- Born: 27 November 1907 Mannheim, Baden, Germany
- Died: 3 September 1997 (aged 89) Baden-Baden, Baden-Württemberg, Germany
- Occupation: Jurist

= Ernst C. Stiefel =

American lawyer

Ernst Carl Stiefel (/ˈstiːfəl/ STEE-fəl; 27 November 1907 – 3 September 1997) was a German American jurist. Of Jewish background, he left Nazi Germany in 1933.

Born in Mannheim, he earned a doctorate in law from Heidelberg University in 1929 and started practicing in his hometown in 1933. When his licensure was struck off due to the Gesetz über die Zulassung zur Rechtsanwaltschaft only two weeks later, he emigrated to Strasbourg, France, working for an insurance company.

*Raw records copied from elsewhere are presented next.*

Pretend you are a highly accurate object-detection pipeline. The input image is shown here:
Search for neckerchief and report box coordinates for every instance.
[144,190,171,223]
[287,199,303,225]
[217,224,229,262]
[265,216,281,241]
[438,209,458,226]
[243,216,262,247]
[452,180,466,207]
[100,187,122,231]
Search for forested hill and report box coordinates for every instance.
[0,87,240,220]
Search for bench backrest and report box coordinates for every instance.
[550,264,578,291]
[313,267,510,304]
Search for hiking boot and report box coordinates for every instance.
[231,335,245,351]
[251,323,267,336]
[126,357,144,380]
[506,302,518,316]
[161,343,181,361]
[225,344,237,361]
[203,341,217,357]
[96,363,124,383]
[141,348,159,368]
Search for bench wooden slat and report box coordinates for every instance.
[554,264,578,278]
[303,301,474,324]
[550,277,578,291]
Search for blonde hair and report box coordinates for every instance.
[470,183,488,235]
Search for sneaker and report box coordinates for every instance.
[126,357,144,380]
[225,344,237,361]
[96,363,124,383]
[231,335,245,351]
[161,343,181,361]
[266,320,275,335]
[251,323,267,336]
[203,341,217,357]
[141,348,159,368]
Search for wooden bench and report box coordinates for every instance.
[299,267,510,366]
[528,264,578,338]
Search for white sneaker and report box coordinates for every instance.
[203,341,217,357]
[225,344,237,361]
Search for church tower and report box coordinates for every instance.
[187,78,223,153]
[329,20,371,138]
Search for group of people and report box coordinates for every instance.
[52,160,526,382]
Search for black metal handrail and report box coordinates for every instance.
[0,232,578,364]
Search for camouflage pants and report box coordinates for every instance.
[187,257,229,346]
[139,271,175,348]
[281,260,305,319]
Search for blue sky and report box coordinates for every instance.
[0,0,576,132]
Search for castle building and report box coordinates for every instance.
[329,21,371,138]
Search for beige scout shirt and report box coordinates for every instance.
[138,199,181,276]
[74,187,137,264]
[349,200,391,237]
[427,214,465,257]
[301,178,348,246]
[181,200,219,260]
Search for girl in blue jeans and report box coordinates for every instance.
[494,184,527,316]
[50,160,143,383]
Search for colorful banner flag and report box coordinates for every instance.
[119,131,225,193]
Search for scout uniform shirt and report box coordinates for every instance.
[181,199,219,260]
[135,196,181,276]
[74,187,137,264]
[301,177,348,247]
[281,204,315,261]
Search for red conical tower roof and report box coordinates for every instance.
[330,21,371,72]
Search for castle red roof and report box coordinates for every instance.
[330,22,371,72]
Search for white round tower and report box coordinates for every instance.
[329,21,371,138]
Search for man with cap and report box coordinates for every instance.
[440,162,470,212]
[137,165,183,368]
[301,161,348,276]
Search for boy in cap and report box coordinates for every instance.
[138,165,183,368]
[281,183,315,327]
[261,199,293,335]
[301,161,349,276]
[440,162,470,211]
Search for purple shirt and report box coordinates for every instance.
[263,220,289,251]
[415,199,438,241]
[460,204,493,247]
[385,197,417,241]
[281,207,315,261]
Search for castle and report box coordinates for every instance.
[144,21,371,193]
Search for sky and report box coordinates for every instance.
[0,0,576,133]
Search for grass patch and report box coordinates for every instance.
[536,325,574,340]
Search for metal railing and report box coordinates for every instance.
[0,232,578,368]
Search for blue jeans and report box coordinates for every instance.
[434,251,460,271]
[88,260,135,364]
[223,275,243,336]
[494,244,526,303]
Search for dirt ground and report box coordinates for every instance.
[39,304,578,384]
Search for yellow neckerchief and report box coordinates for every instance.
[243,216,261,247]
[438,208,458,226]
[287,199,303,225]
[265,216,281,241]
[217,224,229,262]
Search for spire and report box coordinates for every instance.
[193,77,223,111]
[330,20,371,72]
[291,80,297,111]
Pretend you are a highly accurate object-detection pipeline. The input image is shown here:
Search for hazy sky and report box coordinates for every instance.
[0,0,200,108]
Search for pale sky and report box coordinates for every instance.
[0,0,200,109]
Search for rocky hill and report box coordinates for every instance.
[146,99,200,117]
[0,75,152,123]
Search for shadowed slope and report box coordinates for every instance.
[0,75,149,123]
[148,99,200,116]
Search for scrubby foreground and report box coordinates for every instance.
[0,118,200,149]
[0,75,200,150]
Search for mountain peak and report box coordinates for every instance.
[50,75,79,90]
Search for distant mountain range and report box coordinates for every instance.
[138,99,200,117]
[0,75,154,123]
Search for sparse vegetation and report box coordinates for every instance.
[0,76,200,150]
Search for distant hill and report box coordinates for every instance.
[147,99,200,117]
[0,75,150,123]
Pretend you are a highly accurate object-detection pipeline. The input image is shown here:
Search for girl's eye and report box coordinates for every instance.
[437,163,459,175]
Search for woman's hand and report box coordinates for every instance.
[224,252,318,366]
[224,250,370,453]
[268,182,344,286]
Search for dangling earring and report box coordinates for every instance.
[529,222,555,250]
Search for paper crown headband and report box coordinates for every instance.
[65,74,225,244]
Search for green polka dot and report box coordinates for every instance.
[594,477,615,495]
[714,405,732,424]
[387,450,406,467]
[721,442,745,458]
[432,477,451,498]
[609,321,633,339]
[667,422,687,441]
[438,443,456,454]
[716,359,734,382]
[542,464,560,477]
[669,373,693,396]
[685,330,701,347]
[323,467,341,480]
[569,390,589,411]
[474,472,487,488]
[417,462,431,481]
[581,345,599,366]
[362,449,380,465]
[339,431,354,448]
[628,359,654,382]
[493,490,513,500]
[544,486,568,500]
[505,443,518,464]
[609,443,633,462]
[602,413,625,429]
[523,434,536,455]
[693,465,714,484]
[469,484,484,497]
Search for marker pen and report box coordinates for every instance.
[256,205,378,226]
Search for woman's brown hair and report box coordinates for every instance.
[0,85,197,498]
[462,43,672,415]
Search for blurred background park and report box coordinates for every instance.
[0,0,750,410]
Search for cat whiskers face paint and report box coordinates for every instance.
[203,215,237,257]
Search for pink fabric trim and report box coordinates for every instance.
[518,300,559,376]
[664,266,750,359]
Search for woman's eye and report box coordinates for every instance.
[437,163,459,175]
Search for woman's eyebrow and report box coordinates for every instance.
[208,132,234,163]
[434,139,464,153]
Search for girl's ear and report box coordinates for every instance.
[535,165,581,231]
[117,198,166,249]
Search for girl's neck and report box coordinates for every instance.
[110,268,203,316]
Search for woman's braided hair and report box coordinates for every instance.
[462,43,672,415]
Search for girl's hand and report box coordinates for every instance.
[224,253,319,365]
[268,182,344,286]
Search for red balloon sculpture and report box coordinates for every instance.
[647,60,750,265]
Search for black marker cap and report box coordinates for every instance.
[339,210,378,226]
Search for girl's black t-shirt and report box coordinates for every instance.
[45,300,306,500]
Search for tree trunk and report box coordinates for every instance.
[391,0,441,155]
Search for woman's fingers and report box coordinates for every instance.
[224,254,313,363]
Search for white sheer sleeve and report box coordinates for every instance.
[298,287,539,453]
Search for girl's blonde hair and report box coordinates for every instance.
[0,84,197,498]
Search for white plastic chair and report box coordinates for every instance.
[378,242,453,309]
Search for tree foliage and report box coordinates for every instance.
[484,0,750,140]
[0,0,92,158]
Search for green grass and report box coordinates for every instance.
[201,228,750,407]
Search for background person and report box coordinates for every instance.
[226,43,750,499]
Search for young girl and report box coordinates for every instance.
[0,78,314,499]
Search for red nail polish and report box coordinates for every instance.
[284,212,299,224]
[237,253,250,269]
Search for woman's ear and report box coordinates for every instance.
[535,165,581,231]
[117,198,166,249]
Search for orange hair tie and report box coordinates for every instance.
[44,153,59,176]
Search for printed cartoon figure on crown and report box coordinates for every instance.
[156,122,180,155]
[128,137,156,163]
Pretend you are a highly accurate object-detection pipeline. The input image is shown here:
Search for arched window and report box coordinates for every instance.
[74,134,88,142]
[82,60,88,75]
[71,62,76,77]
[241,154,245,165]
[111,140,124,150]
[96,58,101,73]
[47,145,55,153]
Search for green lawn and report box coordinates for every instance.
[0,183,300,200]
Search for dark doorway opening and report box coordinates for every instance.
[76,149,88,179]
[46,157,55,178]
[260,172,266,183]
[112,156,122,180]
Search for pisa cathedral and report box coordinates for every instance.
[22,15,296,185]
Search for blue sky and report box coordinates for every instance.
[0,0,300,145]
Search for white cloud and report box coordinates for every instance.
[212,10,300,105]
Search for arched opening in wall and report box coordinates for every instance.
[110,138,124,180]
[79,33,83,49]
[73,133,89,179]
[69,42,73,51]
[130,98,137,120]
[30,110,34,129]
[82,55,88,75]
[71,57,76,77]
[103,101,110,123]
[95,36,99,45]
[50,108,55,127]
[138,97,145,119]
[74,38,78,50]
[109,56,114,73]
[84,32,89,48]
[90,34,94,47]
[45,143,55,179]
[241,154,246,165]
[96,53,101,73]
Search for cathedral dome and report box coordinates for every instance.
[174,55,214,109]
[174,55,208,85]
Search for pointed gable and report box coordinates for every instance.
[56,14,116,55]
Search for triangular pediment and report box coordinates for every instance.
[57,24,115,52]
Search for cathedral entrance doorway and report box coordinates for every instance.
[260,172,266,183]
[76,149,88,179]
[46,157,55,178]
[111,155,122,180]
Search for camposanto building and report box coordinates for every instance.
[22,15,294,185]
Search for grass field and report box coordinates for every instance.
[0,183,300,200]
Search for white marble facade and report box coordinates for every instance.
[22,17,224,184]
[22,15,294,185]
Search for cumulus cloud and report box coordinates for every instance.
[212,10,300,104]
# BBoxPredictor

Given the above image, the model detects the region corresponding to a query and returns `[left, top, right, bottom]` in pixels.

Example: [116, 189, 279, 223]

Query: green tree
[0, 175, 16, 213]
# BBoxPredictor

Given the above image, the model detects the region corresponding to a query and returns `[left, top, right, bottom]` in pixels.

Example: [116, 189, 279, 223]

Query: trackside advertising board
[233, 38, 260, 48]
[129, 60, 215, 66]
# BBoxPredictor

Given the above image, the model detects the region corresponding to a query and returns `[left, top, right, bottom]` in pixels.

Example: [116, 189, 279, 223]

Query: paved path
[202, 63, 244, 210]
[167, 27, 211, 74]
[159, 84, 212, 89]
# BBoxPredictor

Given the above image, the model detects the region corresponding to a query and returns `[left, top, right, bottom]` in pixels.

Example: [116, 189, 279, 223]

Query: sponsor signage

On the brink of World War II, he emigrated to the United States in 1939 working as a plongeur. He was drafted into the United States Army as an enemy alien in 1943, and served in the Office of Strategic Services. In 1944, he became a US citizen. He returned to Germany after World War II had ended, and helped lay the legal groundwork for a system of restitution and reparation to Holocaust survivors living abroad.

Returning to the US in 1947, he passed the bar exam in New York and starting working at the newly founded Cleary Gottlieb Friendly & Hamilton. In 1971, he became a senior counsel for Coudert Brothers, and from 1975 on we was a professor of Comparative Law at New York Law School.

While living in US, Stiefel visited Germany annually, and died in 1997 during a stay in Baden-Baden. He was married briefly and left no issue.